The mayor's speech was part credo and part tribute to the city. Barry has not announced whether he will run for a third term this year, but he is widely expected to do so.
"For seven years now, I have been your mayor," said Barry. "I have served our city with a great deal of pride and humility, but equally so with compassion, determination, tenacity, courage and vision."
Later telling reporters he considers himself a "statesman" and that in delivering his address he was "just doing what other statesmen are doing," Barry laced his speech with personal philosophy and poetry. The mayor, quoting from Langston Hughes' poem "Mother to Son," told a responsive, standing-room-only audience, "My friends, for our city, 'Life ain't been no crystal stair,' but we still are a-climbing, and we will never turn back."
After delivering the speech, Barry stood for 20 minutes at the edge of the stage signing autographs and shaking hands with admirers and subordinates who lined up to congratulate him. Absent from the line were D.C. City Council Chairman David A. Clarke and council member John Wilson (D-Ward 2), both of whom have been mentioned as possible mayoral challengers.
Clarke, while crediting the mayor with highlighting needs in the areas of housing, drug abuse and employment, said afterwards he thought Barry should have offered more proposals for dealing with them. "Everything is not roses," he said, "and everything is not rosy for the future."
Wilson said the State of the District speech "reminds me of my favorite televison show, 'Dynasty.' They wear beautiful clothes and say beautiful things, but the plot has no substance attached to it. That's what I felt about the mayor's speech. It was wonderful entertainment."
"I thought it was a good speech," said Larry Brown, a public affairs official with the D.C. Recreation Department, which helped stage the event. "It showed that the city is in excellent shape."

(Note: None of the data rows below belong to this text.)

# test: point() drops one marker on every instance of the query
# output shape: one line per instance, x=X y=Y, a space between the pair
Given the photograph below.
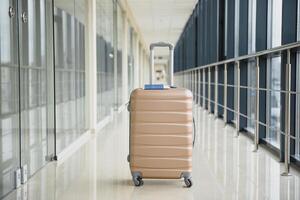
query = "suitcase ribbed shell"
x=161 y=132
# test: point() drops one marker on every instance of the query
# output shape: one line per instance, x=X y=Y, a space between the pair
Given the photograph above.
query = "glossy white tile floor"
x=224 y=167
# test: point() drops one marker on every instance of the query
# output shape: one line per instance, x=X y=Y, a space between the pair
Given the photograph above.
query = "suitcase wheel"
x=138 y=181
x=188 y=182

The sound-and-light show, dubbed "People in Progress," was produced without charge by JAM Corp., according to Gladys Mack, an aide to the mayor. The mayor's wife Effi, who attended the speech with their son Christopher, is a vice president of that firm.

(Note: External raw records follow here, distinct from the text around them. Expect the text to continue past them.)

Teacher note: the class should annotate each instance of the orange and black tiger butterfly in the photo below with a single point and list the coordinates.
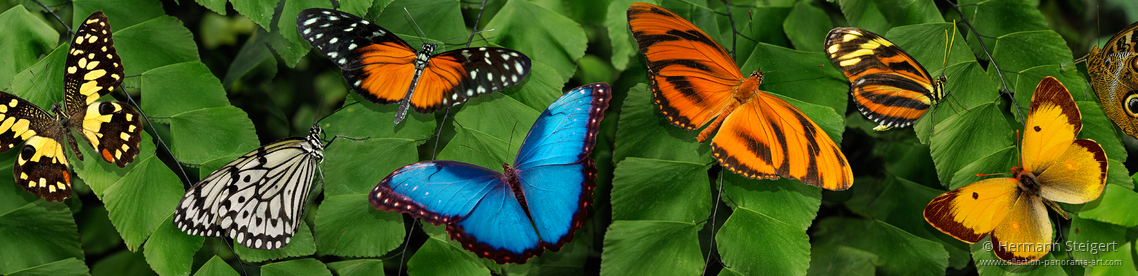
(888, 85)
(761, 136)
(385, 69)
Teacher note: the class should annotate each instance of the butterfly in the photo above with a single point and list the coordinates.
(92, 69)
(385, 69)
(888, 85)
(1114, 75)
(513, 215)
(761, 136)
(258, 198)
(1055, 166)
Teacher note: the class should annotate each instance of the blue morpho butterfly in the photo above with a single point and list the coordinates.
(512, 216)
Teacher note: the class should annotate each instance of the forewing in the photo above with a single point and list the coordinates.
(972, 211)
(92, 67)
(888, 85)
(1052, 126)
(257, 199)
(767, 138)
(376, 63)
(693, 77)
(454, 76)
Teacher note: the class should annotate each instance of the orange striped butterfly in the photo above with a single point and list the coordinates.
(761, 136)
(1055, 167)
(888, 85)
(385, 69)
(1114, 75)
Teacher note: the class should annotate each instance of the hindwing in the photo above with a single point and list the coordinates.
(888, 85)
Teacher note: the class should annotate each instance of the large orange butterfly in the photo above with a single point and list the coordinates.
(1055, 167)
(761, 136)
(888, 85)
(385, 69)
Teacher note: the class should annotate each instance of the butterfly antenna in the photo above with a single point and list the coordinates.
(989, 55)
(477, 19)
(423, 38)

The show, a first-time adjunct to the speech, consisted of multiple still slides projected on giant twin screens while electric jazz-rock filled the cavernous hall. The flashing images, introduced by slogans such as "A Wonderful Place to Live," included landmarks and head shots of the City Council members, most of whom were in attendance.

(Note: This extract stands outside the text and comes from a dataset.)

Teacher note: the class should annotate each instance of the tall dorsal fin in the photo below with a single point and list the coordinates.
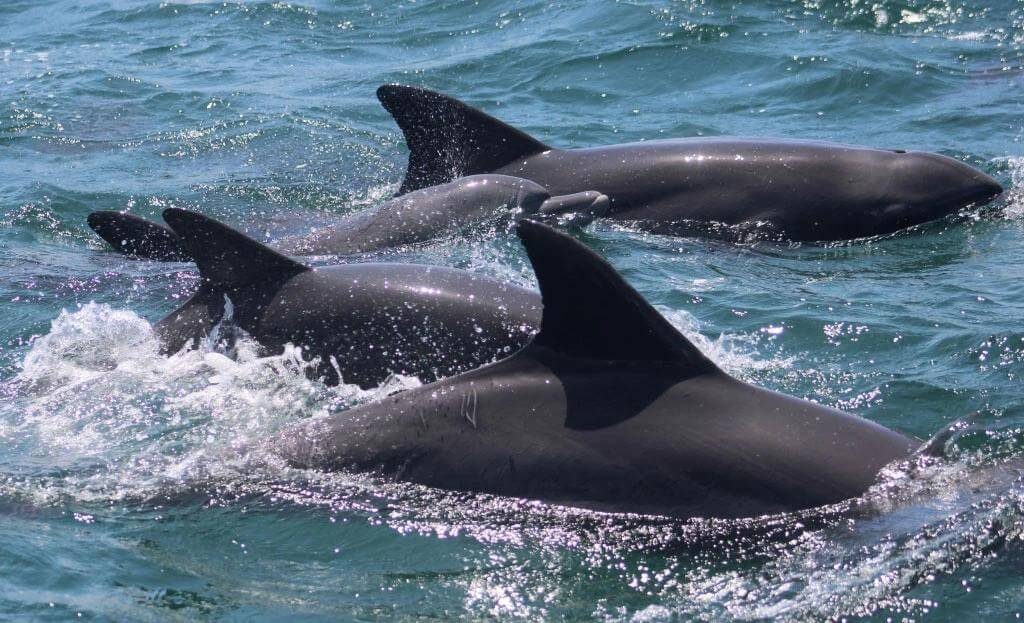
(137, 237)
(227, 258)
(591, 313)
(448, 138)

Barry rose to speak after a brief display by a D.C. National Guard color guard and an introduction by Clarke, who took the opportunity to assert that it is the council that formulates policy and the mayor who executes it.
Barry, ignoring the apparent dig and thanking Clarke for his "warm introduction," harked back to his assumption of power in 1979, noting that his doubters back then have been proved wrong.
"They said we could not balance our budget, but for the past five years we have," he said. "They said we couldn't reduce the $284 million deficit we inherited from the federal government, but we have . . . . Some called Washington the crime capital of the nation and said we could never make this city safe. But we have. We reduced serious crime by 31 percent since 1981."
Washington, said its mayor, is "now a better and safer place than ever before."